A popular actor, Matthew Perry, who was found dead in a Jacuzzi at his Los Angeles home, was discovered to have overdosed on ketamine overdose, medical examiners revealed on Friday.
The revelation has concluded an investigation into the death of the ‘Friend’ actor, who died at the age of 54.
Ketamine is a dissociative anesthetic used medically for induction and maintenance of anesthesia. It is also used as a treatment for depression, a pain management tool, and as a recreational drug.
Perry, who played Chandler Bing on the hit TV sitcom from 1994-2004, had struggled for decades with addiction to drugs, including ketamine, and related serious health issues, but had reportedly been clean for 19 months before his passing.
“Matthew Perry’s cause of death is determined to be from the acute effects of ketamine,” the Los Angeles County Medical Examiner’s office said in a statement.
“Contributory factors in his death include drowning, coronary artery disease and buprenorphine effects. The manner of death is accident. ”
Ketamine is illegally used as a recreational drug for its numbing and hallucinogenic effects.

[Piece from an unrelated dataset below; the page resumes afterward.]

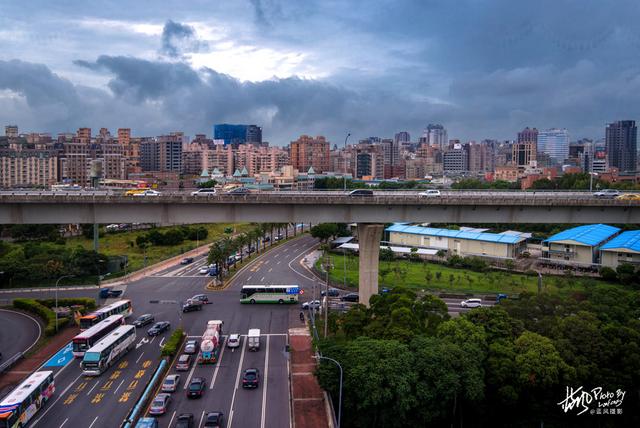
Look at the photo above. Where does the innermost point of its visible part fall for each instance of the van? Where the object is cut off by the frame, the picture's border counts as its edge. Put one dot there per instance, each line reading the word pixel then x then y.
pixel 253 339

The drug can also be used by doctors as an anaesthetic, and researchers are exploring its use as a mental health treatment.
Perry wrote in his memoirs of how he had relied on using ketamine daily at points during his battles with addiction. He said the drug eased his pain and helped with depression.
“Has my name written all over it — they might as well have called it ‘Matty,’” he wrote, of ketamine.
“Taking K is like being hit in the head with a giant happy shovel. But the hangover was rough and outweighed the shovel,” explained Perry.
“Friends,” which followed the lives of six New Yorkers navigating adulthood, dating and careers, drew a massive global following.
But even as he delivered on-air gag after gag — and earned a fortune — Perry was struggling.
He attended multiple rehabilitation clinics to combat his addiction to painkillers and alcohol. In 2018 he suffered a burst colon, related to drug usage, and underwent multiple surgeries.
In his memoir “Friends, Lovers and the Big Terrible Thing,” published last year, Perry described going through detox dozens of times. He dedicated the book to “all of the sufferers out there,” and wrote in the prologue: “I should be dead.”
“I have mostly been sober since 2001,” he wrote, “save for about sixty or seventy little mishaps over the years.”
The examiner’s report does not specify how or when Perry had consumed the fatal dose of ketamine.
But it found that trace amounts were detected in his stomach and that prescription medications and loose pills were present at his home.
Perry was undergoing medical treatment involving ketamine — but his most recent known infusion was more than a week before his death, meaning that dose would no longer have been in his system.
The examiner’s report says the levels of ketamine in Perry’s blood were comparable to higher-range levels used as a general anaesthetic in surgeries and would cause overstimulation of the heart and problems breathing.
This could have caused Perry to lapse into unconsciousness, with drowning then becoming a contributory cause of death.
According to the report, Perry’s coronary artery disease, and his use of buprenorphine to treat severe pain, would have made him more vulnerable to the effects of ketamine.
However, no alcohol was detected in his system and there were no traces of other illicit drugs like fentanyl, cocaine or heroin.